En plus de vouloir réduire la force de frappe des combattants kurdes, il faut souligner que l’une des motivations premières de cette offensive militaire c’est aussi de plaire à l’opinion publique turque qui est exaspérée par la présence massive de réfugiés syriens dans leur pays. Ainsi, grâce à cette offensive, Erdogan et l’armée turque peuvent montrer à l’opinion publique qu’ils réagissent et prennent en considération ses points de vue. Leur objectif ? Montrer qu’ils sont prêts à tout pour régler cette question des réfugiés.

Jusqu’à présent, les forces d’Ankara ont pénétré dans les territoires kurdes au niveau des localités de Ras el-Ain et Tall Abyad. Selon les ONG, déjà plus de 60 000 personnes ont été déplacées par les offensives. De leur côté, les Kurdes affirment tenir bon et répondre coup pour coup à la Turquie. Jusqu’où iront les forces turques sur le terrain ?
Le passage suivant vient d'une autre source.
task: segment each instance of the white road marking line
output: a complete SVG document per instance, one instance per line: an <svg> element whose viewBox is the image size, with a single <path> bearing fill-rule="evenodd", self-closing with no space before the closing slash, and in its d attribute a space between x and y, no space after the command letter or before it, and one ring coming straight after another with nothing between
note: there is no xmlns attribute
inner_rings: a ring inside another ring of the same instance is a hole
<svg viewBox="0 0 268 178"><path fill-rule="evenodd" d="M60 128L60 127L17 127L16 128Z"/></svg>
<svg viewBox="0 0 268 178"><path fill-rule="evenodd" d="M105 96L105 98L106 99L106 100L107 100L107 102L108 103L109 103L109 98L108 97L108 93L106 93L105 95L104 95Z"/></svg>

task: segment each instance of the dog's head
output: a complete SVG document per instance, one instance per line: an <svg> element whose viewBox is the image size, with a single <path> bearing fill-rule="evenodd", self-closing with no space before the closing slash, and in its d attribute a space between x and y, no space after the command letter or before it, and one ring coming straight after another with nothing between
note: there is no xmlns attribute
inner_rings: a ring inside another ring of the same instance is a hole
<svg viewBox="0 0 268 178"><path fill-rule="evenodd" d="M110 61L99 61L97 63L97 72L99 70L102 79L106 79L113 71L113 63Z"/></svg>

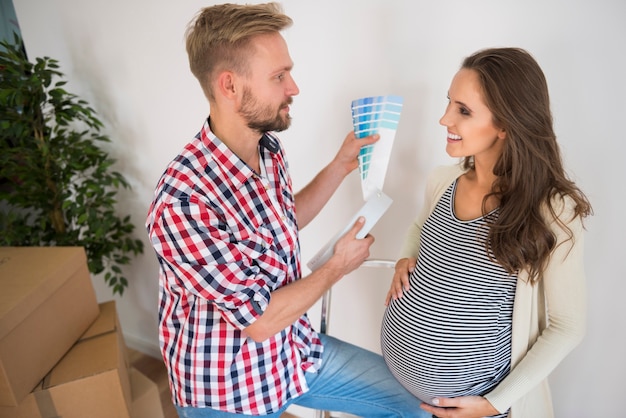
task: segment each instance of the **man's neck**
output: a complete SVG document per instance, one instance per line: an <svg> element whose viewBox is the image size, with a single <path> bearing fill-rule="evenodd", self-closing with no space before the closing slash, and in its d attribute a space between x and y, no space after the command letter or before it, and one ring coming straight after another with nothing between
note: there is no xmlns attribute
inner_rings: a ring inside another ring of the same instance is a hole
<svg viewBox="0 0 626 418"><path fill-rule="evenodd" d="M219 138L235 155L250 166L256 173L260 172L259 166L259 141L262 133L254 131L241 120L228 121L223 118L209 117L211 131Z"/></svg>

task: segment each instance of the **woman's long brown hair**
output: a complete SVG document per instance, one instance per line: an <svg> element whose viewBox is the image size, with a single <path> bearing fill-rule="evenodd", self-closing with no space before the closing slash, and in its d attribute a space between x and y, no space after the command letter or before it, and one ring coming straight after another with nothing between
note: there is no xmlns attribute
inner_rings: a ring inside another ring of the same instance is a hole
<svg viewBox="0 0 626 418"><path fill-rule="evenodd" d="M570 238L564 224L569 219L559 220L553 203L567 196L574 203L574 217L592 213L587 197L563 169L545 76L535 59L519 48L478 51L462 68L478 74L494 124L507 135L494 167L497 180L483 200L483 212L489 196L500 202L498 214L488 218L487 250L509 273L527 269L532 281L540 280L557 244L544 208ZM463 164L472 169L473 158Z"/></svg>

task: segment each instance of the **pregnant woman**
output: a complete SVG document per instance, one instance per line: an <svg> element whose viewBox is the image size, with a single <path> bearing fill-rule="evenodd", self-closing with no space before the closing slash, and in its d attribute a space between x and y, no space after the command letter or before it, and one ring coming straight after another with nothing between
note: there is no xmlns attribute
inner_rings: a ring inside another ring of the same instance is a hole
<svg viewBox="0 0 626 418"><path fill-rule="evenodd" d="M430 175L387 295L381 343L436 417L552 417L548 375L585 331L584 193L548 87L518 48L463 61L440 123L460 164Z"/></svg>

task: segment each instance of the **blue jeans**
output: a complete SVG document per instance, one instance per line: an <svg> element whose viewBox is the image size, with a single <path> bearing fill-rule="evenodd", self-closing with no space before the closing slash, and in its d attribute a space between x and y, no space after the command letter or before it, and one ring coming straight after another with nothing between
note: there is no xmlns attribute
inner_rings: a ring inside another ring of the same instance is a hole
<svg viewBox="0 0 626 418"><path fill-rule="evenodd" d="M326 411L347 412L366 418L431 418L421 401L393 377L382 356L328 335L322 368L307 373L309 391L292 399L281 411L265 415L279 418L290 405ZM180 418L234 418L249 416L209 408L177 406Z"/></svg>

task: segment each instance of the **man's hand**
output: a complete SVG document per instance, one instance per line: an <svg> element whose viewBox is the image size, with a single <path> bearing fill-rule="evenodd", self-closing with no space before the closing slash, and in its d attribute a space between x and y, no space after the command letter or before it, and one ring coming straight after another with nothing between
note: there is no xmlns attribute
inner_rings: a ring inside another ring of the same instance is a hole
<svg viewBox="0 0 626 418"><path fill-rule="evenodd" d="M417 260L414 258L401 258L398 260L389 292L387 292L387 297L385 298L385 306L388 306L392 299L401 298L402 292L409 290L409 275L413 272L416 263Z"/></svg>

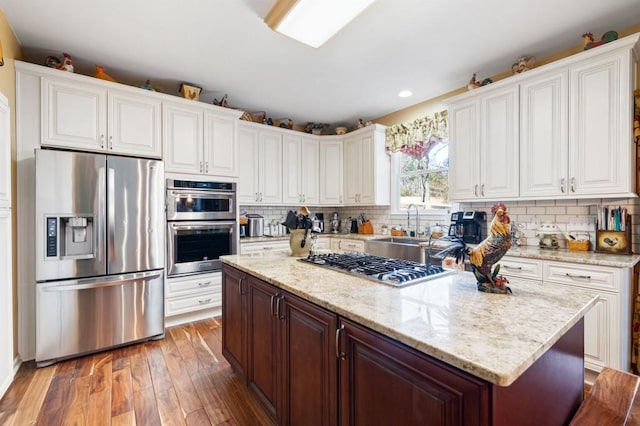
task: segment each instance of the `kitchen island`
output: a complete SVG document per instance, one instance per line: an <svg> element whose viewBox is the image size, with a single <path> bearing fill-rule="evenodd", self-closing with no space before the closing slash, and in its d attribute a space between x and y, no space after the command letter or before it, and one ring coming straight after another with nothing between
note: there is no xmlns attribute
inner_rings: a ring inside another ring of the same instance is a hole
<svg viewBox="0 0 640 426"><path fill-rule="evenodd" d="M223 353L281 424L300 407L319 424L383 424L387 408L403 424L563 424L582 400L591 294L481 293L462 272L394 288L290 256L223 263Z"/></svg>

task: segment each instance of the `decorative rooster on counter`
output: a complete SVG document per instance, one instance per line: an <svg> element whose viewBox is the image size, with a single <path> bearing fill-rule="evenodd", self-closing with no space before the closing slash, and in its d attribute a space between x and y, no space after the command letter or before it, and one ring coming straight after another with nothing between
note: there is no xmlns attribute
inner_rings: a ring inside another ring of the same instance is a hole
<svg viewBox="0 0 640 426"><path fill-rule="evenodd" d="M451 255L460 263L464 255L469 256L473 274L478 280L478 290L488 293L511 294L507 284L509 281L502 275L498 275L500 265L497 263L507 250L511 248L511 219L507 215L507 207L503 203L495 204L491 208L495 216L489 226L489 236L475 248L467 245L456 237L445 237L454 244L443 250L439 255ZM457 243L457 244L456 244Z"/></svg>

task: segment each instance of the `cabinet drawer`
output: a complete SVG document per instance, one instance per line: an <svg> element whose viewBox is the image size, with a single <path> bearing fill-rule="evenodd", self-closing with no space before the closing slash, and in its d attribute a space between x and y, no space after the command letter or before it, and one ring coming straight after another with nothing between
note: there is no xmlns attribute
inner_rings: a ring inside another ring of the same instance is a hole
<svg viewBox="0 0 640 426"><path fill-rule="evenodd" d="M194 291L206 289L211 292L220 292L222 288L222 273L196 275L188 277L167 278L166 297L182 296Z"/></svg>
<svg viewBox="0 0 640 426"><path fill-rule="evenodd" d="M332 239L331 250L364 252L364 241L346 240L342 238Z"/></svg>
<svg viewBox="0 0 640 426"><path fill-rule="evenodd" d="M620 270L603 266L546 262L545 284L552 282L594 290L620 291Z"/></svg>
<svg viewBox="0 0 640 426"><path fill-rule="evenodd" d="M221 291L202 291L185 297L171 297L165 302L165 316L211 309L222 306Z"/></svg>
<svg viewBox="0 0 640 426"><path fill-rule="evenodd" d="M507 277L542 280L542 264L536 260L505 256L499 264L500 273Z"/></svg>
<svg viewBox="0 0 640 426"><path fill-rule="evenodd" d="M271 243L240 243L240 253L288 252L289 240L279 240Z"/></svg>

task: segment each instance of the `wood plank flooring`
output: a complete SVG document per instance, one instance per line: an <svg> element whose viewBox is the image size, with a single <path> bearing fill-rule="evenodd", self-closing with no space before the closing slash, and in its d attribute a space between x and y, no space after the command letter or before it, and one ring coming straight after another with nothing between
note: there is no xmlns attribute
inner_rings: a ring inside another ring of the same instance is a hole
<svg viewBox="0 0 640 426"><path fill-rule="evenodd" d="M0 425L273 425L222 356L220 319L36 368L22 364Z"/></svg>

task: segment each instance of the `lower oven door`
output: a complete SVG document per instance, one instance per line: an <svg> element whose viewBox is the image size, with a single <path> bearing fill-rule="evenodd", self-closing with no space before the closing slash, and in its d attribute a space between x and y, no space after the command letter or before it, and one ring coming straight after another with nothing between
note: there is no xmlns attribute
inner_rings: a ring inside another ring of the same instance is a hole
<svg viewBox="0 0 640 426"><path fill-rule="evenodd" d="M235 221L168 222L167 275L221 269L220 256L236 253Z"/></svg>

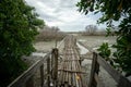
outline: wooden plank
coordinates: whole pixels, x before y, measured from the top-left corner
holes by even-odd
[[[112,78],[119,83],[120,73],[116,71],[110,64],[108,64],[102,57],[98,55],[97,62],[112,76]]]

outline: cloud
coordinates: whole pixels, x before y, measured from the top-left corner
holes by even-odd
[[[96,24],[99,15],[84,15],[75,7],[79,0],[25,0],[36,8],[39,17],[49,26],[58,26],[64,32],[84,30],[90,24]]]

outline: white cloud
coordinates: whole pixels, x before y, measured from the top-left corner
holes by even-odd
[[[29,5],[36,8],[47,25],[58,26],[61,30],[84,30],[90,24],[96,24],[99,15],[94,16],[81,14],[76,11],[78,0],[25,0]]]

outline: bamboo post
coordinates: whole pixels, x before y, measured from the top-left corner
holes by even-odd
[[[47,86],[50,87],[50,58],[47,59]]]
[[[44,64],[40,66],[40,85],[44,87]]]
[[[96,63],[97,63],[97,54],[95,52],[93,52],[93,62],[92,62],[92,70],[91,70],[88,87],[97,87],[97,83],[96,83],[94,76],[95,76],[95,72],[98,74],[99,66],[97,67]]]
[[[34,87],[34,77],[29,77],[29,79],[26,82],[26,87]]]
[[[53,63],[55,63],[55,67],[53,67],[53,79],[57,79],[58,77],[58,49],[55,48],[52,49],[52,59],[53,59]]]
Plus les forces turques avancent et plus leur progression sera rendue difficile. Au bout d’un moment, la Russie et l’Iran prendront une position beaucoup plus radicale par rapport à cette offensive militaire. Téhéran et Moscou veulent à tout prix que la Turquie finisse cette offensive le plus tôt possible. La Russie et l’Iran ne souhaitent pas compromettre leur relation avec Damas.
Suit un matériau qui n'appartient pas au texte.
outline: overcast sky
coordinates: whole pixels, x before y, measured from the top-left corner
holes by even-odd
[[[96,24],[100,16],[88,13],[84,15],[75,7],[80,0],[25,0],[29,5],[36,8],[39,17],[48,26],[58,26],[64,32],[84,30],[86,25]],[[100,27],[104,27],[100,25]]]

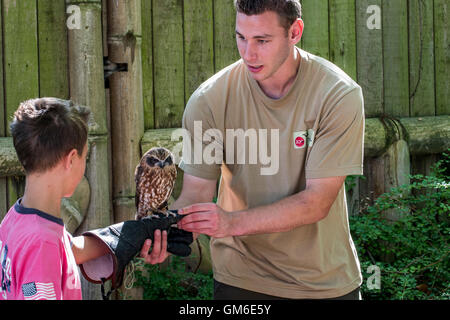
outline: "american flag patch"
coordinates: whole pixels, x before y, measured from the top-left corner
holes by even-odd
[[[29,282],[22,285],[25,300],[56,300],[53,283]]]

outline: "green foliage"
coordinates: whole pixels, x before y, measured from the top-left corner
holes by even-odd
[[[212,271],[209,274],[188,271],[177,256],[170,257],[167,267],[142,263],[135,271],[135,286],[144,289],[144,300],[211,300]]]
[[[364,299],[449,299],[450,183],[448,154],[430,176],[411,176],[374,205],[350,217],[361,262]],[[394,215],[397,219],[386,219]],[[381,288],[370,290],[370,265],[381,271]]]

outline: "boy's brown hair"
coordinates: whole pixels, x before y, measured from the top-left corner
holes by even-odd
[[[79,156],[88,137],[90,110],[70,100],[22,102],[10,124],[14,148],[27,174],[54,167],[72,149]]]
[[[299,0],[234,0],[237,12],[247,16],[274,11],[280,18],[280,24],[289,31],[295,20],[302,17],[302,5]]]

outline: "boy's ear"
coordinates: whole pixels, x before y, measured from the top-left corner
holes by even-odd
[[[291,40],[294,42],[294,44],[297,44],[303,35],[303,28],[305,27],[303,20],[298,18],[296,21],[294,21],[292,27],[291,27]]]
[[[76,156],[78,156],[77,149],[70,150],[70,152],[63,158],[64,169],[72,168],[73,159]]]

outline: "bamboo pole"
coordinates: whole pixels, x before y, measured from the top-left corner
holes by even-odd
[[[436,117],[401,118],[399,120],[385,120],[378,118],[366,119],[364,136],[364,156],[375,158],[381,156],[399,140],[398,130],[404,131],[404,139],[408,142],[411,155],[439,154],[450,148],[450,115]],[[151,129],[145,131],[140,146],[146,151],[154,146],[162,146],[179,153],[182,139],[178,134],[179,128]],[[134,169],[133,169],[134,170]],[[0,138],[0,177],[22,175],[15,154],[12,138]]]
[[[127,72],[110,77],[113,206],[116,222],[134,219],[134,170],[144,134],[141,63],[141,1],[108,1],[108,54]]]
[[[101,0],[70,0],[81,13],[79,29],[69,29],[69,87],[75,103],[91,108],[90,153],[86,177],[92,187],[86,218],[78,232],[112,224],[108,168],[108,131],[105,103]],[[82,279],[83,298],[101,299],[98,285]]]
[[[144,135],[141,0],[108,0],[107,13],[108,59],[127,64],[126,72],[113,73],[109,79],[112,196],[115,222],[121,222],[135,219],[134,171]],[[142,299],[142,288],[122,286],[121,292],[125,298]]]

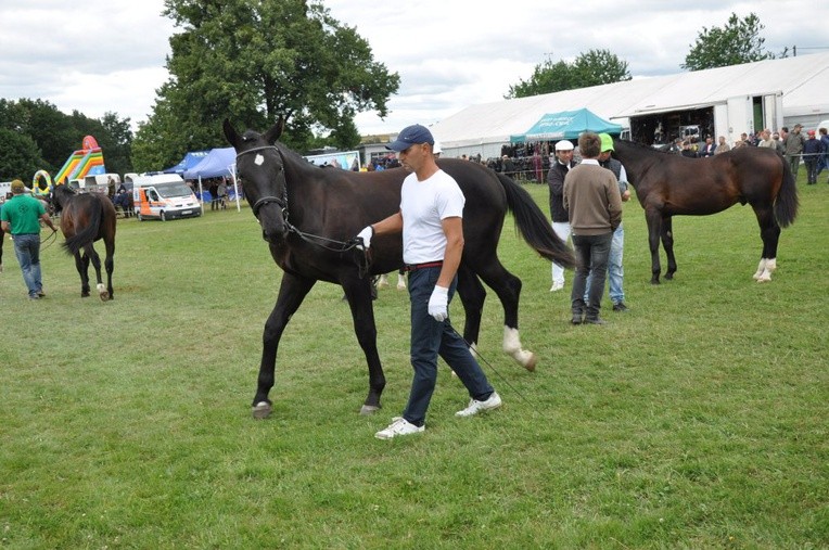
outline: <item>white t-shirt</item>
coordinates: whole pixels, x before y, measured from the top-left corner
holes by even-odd
[[[441,221],[462,218],[465,202],[458,183],[445,171],[437,170],[423,181],[409,174],[400,190],[404,264],[443,260],[446,235]]]

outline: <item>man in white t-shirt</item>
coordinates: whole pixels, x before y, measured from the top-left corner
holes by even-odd
[[[455,179],[435,163],[434,142],[429,129],[413,125],[386,145],[411,172],[403,182],[400,209],[358,235],[368,250],[373,235],[403,231],[403,261],[409,272],[414,376],[403,415],[374,434],[380,439],[423,432],[437,381],[438,354],[469,391],[469,406],[456,415],[471,417],[501,406],[501,398],[449,322],[449,300],[463,252],[465,199]]]

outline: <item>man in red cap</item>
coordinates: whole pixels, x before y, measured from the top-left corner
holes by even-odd
[[[809,186],[817,183],[817,165],[824,156],[824,144],[815,137],[815,130],[806,132],[808,138],[803,143],[803,163],[806,165],[807,182]]]

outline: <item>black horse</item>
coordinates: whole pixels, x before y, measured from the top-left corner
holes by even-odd
[[[709,158],[686,158],[629,141],[614,140],[614,156],[624,165],[645,208],[651,283],[660,282],[660,239],[667,255],[665,279],[676,272],[673,216],[716,214],[737,203],[750,204],[760,223],[763,253],[754,279],[771,280],[780,228],[798,216],[794,176],[774,149],[747,146]]]
[[[113,299],[112,272],[115,255],[115,207],[102,193],[76,193],[65,184],[52,190],[52,204],[61,214],[61,232],[66,239],[64,250],[75,256],[75,267],[80,274],[80,296],[89,296],[89,263],[95,269],[98,294],[102,300]],[[101,258],[92,243],[103,239],[106,248],[104,266],[106,286],[101,279]],[[81,251],[84,254],[81,254]]]
[[[370,257],[356,250],[360,229],[399,209],[403,168],[375,172],[323,169],[306,162],[277,140],[280,119],[265,135],[237,133],[225,120],[225,136],[237,151],[237,169],[245,197],[262,225],[273,260],[282,268],[282,283],[273,311],[265,323],[255,418],[271,411],[277,349],[291,316],[317,281],[343,286],[357,341],[369,367],[369,393],[361,412],[380,408],[385,376],[377,349],[371,303],[371,276],[403,267],[401,238],[381,235],[371,241]],[[512,210],[518,230],[543,257],[573,267],[572,252],[556,236],[532,196],[515,182],[479,164],[441,159],[442,169],[459,183],[467,199],[463,210],[465,246],[458,270],[458,295],[463,303],[463,336],[477,342],[486,291],[492,287],[503,305],[503,349],[527,370],[536,357],[521,347],[518,306],[521,280],[507,271],[497,256],[503,219]]]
Surtout, à mon avis, l’objectif d’Ankara n’est pas de maintenir une présence au sol après cette offensive. Une telle présence de longue durée ressemblerait trop à une occupation militaire. Cela coûterait d’abord très cher à l’économie turque. Surtout dans un contexte de récession économique, alors qu’il n’y a que très peu d’investissements extérieurs aujourd’hui en Turquie. Mais un glacis turc prolongé dans cette région serait également très coûteux sur le plan politique et diplomatique, étant donné le mécontentement de Moscou et de Téhéran. Finalement, cette offensive ne devrait pas durer plus d’un mois.